The reason for this answer may be related to the life cycle of mosquitoes. Aedes aegypti It lays its eggs just above the surface of the water in tree holes, rock hollows and fissures or in artificial containers. If the eggs are kept moist, they can hatch immediately. However, eggs laid at the end of rains in wild areas must go dormant to survive the dry season until the rain returns, a particularly difficult challenge when the drought is long and hot.

Stagnant water, the critical factor for larvae, is difficult to find in these extremely arid environments, but abounds around human populations that collect water for subsistence, providing mosquitoes with a year-round incubator hydric for the development of their larvae. That suggests two things.

On the one hand, although long and hot dry seasons were the key selective factor, mosquito populations in arid regions evolved towards specialization in humans as a by-product to take advantage of their dependence on stored water for spawning. Second, when the larvae transition to the adult blood-sucking stage, the closest available blood is that of humans, with the added advantage that their new victims lack the tough, hard-to-pierce skins of other vertebrates, including domestic ones.
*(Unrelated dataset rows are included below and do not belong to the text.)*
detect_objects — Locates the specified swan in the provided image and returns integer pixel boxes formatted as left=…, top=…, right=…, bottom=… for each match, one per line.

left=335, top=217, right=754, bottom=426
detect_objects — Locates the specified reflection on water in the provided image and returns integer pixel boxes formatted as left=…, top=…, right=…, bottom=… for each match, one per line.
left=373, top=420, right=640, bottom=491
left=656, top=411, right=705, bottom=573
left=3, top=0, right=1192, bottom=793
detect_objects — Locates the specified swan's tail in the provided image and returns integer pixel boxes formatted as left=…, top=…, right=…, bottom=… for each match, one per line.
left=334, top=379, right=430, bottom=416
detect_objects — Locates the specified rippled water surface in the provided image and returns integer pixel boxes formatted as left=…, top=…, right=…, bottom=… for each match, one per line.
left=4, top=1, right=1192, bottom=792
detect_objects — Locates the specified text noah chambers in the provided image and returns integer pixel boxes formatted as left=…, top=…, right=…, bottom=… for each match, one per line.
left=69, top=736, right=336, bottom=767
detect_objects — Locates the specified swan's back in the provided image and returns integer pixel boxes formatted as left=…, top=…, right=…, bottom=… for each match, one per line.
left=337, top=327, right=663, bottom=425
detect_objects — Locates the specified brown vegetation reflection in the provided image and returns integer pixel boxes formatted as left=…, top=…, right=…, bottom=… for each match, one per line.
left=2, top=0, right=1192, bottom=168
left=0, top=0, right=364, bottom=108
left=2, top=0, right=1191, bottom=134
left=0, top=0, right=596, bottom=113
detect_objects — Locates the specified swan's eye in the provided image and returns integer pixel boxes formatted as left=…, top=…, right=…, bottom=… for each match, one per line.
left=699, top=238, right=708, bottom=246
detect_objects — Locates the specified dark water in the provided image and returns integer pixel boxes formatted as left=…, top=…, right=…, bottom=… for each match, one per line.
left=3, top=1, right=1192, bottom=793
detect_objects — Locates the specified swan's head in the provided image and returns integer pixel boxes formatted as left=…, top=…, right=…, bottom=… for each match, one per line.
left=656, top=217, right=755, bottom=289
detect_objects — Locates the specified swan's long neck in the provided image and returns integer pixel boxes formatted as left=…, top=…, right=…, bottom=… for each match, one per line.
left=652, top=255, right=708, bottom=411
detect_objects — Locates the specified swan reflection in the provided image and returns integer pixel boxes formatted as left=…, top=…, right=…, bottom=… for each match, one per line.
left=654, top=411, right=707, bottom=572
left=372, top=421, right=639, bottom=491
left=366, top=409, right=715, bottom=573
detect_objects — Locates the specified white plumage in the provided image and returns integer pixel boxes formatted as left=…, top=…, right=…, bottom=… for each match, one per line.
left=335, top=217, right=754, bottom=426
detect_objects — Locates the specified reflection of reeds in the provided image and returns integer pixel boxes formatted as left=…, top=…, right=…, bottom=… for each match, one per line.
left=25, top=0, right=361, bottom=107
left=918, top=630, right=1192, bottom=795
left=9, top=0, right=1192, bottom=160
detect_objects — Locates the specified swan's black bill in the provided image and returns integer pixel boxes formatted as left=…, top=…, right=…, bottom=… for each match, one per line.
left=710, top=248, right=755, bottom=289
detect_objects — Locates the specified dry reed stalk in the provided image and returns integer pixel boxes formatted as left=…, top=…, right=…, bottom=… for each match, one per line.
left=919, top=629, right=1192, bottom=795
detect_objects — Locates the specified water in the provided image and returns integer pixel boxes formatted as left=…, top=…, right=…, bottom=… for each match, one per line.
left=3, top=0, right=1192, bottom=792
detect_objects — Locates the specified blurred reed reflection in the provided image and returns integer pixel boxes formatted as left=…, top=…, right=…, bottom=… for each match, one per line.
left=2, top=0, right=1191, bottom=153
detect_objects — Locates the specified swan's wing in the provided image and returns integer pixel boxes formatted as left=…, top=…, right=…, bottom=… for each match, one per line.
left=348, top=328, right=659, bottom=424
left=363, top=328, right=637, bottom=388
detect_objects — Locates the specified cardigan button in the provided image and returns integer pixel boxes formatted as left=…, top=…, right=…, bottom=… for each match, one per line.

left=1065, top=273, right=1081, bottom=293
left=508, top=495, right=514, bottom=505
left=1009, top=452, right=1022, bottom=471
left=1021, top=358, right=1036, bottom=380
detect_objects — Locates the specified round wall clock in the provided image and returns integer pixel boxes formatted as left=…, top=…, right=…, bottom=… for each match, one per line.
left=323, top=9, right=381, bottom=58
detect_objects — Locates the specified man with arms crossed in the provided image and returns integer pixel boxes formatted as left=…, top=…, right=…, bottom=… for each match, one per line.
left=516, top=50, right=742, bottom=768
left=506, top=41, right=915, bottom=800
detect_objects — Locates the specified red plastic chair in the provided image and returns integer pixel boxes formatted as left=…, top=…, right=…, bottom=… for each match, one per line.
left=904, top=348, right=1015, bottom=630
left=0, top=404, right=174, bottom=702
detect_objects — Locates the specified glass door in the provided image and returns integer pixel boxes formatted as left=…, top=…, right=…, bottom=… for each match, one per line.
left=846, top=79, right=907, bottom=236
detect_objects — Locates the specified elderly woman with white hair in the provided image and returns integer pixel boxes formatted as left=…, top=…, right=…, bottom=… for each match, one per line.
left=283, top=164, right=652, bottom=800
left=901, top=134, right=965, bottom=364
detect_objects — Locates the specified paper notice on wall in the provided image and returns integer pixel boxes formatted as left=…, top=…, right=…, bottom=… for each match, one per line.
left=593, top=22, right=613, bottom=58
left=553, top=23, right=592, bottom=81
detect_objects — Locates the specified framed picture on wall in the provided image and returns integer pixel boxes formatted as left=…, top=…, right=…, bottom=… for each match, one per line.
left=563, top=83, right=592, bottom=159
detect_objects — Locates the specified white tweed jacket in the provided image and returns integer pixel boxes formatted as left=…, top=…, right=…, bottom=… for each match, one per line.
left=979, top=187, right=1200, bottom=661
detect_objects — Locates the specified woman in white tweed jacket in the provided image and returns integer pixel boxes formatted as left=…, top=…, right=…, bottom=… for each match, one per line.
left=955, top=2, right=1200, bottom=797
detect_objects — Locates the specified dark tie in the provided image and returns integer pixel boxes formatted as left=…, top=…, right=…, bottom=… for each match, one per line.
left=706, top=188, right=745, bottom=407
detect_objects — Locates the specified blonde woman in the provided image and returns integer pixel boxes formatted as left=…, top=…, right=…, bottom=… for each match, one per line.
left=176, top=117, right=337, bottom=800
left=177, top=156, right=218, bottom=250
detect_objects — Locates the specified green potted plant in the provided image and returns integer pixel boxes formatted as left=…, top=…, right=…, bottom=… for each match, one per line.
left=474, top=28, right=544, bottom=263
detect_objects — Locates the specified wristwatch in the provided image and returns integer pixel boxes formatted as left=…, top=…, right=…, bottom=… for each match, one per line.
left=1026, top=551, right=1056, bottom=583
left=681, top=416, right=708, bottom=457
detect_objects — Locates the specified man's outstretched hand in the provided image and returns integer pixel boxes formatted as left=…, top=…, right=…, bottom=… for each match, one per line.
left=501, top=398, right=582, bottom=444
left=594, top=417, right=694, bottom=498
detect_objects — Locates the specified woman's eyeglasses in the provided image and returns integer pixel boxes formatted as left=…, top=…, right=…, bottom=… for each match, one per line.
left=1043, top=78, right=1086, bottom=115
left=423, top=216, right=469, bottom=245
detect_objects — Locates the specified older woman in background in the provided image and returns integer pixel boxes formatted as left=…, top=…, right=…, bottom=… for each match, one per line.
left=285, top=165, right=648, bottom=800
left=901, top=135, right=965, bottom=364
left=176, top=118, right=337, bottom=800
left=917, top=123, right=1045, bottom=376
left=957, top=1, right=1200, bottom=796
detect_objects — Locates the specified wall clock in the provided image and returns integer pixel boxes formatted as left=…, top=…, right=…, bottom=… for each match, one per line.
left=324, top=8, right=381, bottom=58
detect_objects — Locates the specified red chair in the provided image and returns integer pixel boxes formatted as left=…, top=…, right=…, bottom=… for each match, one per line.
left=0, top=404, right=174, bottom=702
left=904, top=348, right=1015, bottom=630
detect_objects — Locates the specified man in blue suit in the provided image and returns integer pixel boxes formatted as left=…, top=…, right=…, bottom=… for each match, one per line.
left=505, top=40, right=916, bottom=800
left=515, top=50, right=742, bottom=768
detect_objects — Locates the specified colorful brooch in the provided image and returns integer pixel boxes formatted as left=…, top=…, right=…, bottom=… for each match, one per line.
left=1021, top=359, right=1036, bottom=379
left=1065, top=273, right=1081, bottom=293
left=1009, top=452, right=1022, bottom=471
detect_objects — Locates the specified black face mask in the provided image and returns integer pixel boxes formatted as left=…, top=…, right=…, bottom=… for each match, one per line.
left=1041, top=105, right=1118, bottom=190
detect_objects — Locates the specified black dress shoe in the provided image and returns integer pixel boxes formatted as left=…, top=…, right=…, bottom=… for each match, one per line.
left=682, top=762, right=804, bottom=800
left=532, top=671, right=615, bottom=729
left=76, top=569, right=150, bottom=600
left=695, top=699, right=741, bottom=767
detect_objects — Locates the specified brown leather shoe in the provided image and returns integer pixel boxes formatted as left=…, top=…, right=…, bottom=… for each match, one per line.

Genomic analyzes also revealed that human-specialist mosquitoes differ genetically from generalist mosquitoes, and that the preference for humans developed in a single, undetermined location and then spread throughout Africa as the dry climate spread across the continent. Then, in the days of slavery, the slave trade spread diseases like malaria to other tropical areas.

Although the investigation published in Current Biology focused on the origin and evolutionary history of mosquitoes, if correlated with the climate data of the IPCC and the UN population, the results suggest that, as a consequence of climate change and the increasingly intense urban pressure, in a In the near future, there will be more mosquitoes that carry human diseases around the world.

Manuel Peinado Lorca He is a professor at the University of Alcalá. He works in the Department of Life Sciences and is a researcher at the Franklin Institute for North American Studies.